Iraq: Turkish air-strikes heighten contradictions

The Turkish military carried out air-strikes overnight on Kurdistan Workers Party (PKK) forces both in Iraq's Sinjar mountains and in northeastern Syria, ostensibly to prevent these regions from being used as a staging ground for attacks within Turkey. "To destroy these terror hubs which threaten the security, unity and integrity of our country and our nation and as part of our rights based on international law, air-strikes have been carried out….and terrorist targets have been struck with success," the Turkish army said in a statement. (Reuters) US State Department spokesman Mark Toner responded: "We are very concerned, deeply concerned that Turkey conducted air-strikes earlier today in northern Syria as well as northern Iraq without proper co-ordination either with the United States or the broader global coalition to defeat IS…. We have expressed those concerns to the government of Turkey directly." The US continues to back the YPG Kurdish-led militia in Syria, which is allied with the PKK guerillas in Turkey—placing Washington in an increasingly contradictory position. (BBC News)

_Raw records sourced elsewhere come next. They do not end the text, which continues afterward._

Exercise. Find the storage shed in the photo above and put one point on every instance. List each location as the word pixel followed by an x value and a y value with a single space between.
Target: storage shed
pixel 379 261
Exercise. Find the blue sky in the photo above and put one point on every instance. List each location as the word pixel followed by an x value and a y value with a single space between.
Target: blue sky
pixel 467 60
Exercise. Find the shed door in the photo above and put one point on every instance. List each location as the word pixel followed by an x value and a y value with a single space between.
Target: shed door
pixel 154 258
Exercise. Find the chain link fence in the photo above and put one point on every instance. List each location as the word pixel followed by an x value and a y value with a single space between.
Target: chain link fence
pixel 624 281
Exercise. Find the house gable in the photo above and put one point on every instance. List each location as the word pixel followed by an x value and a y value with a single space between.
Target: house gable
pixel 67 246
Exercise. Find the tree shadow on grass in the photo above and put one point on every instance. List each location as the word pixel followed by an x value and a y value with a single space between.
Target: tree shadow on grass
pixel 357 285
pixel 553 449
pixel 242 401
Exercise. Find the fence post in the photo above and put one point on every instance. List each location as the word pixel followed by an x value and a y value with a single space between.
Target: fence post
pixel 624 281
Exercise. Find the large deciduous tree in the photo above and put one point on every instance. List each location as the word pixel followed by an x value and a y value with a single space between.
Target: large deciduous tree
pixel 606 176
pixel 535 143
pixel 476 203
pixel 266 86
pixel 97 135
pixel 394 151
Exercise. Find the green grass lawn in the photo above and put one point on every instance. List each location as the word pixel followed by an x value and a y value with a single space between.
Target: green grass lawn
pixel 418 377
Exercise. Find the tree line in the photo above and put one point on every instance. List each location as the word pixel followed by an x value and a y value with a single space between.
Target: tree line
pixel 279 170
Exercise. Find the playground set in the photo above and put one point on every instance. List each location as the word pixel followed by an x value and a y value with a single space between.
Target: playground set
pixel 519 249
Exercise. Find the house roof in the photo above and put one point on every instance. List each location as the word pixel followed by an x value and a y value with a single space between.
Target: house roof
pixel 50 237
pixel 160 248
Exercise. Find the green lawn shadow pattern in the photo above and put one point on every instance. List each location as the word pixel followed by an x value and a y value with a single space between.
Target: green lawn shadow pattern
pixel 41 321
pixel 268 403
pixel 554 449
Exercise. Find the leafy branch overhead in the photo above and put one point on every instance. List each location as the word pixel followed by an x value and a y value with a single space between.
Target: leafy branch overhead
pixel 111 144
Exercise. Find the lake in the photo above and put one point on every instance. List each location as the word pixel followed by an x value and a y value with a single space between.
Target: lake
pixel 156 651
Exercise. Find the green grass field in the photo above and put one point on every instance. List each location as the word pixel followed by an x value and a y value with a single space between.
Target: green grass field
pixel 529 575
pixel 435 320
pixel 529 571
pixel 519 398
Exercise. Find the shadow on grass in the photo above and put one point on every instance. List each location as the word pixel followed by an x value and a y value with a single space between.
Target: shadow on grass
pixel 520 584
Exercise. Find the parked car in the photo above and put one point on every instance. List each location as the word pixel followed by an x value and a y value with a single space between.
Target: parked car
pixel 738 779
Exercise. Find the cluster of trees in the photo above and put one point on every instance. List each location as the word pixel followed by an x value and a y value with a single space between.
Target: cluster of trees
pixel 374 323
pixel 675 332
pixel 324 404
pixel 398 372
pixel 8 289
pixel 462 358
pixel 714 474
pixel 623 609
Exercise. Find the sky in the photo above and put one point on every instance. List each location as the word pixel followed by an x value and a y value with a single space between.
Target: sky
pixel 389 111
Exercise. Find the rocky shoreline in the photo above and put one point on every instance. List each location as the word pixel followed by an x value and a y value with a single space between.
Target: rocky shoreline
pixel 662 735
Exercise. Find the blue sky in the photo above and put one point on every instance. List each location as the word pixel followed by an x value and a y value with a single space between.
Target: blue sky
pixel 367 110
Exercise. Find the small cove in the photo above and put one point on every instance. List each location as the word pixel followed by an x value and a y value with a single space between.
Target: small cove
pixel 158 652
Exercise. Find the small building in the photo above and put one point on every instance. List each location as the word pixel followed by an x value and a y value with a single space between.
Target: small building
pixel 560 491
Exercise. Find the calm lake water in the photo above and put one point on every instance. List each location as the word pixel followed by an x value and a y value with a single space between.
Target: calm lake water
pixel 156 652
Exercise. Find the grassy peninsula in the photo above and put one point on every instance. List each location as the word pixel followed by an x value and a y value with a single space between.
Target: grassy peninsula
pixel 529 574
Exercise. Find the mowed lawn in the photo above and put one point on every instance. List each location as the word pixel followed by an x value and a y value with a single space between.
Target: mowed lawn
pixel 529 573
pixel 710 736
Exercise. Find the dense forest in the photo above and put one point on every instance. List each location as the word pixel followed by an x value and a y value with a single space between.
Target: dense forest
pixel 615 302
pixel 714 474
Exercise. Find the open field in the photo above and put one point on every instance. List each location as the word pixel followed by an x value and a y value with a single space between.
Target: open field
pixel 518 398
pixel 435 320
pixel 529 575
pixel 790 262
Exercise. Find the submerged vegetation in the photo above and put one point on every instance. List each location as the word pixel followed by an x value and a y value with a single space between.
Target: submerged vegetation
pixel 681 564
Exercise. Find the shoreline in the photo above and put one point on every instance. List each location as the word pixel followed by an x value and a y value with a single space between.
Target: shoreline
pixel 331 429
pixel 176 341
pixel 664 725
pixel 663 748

President Trump’s congratulatory call to Turkish President Recep Tayyip Erdogan following the April 16 referendum to give Turkey's presidency expanded powers may have only served to heighten differences over US support for the YPG. Interestingly, the US State Department had been hesitant to congratulate Erdogan on the vote, based on reports from an observer group dispatched by the Organization of Security and Cooperation in Europe and Council of Europe. The group's statement said that "fundamental freedoms essential to a genuinely democratic process were curtailed. The dismissal or detention of thousands of citizens negatively affected the political environment." The head of the delegation from the Parliamentary Assembly of the Council of Europe added: "The referendum did not live up to Council of Europe standards. The legal framework was inadequate for the holding of a genuinely democratic process."

The Turkish Foreign Ministry predictably slammed the OSCE report as "politically motivated and accusatory," and reflecting a "biased and prejudiced approach." (Al-Monitor)

If we had little faith that Obama could make this hard choice, we have zero that Trump is capable of it. But with Turkey sliding into dictatorship it is more obvious than ever that the US must ultimately choose between its old NATO ally and an effective campaign to destroy ISIS.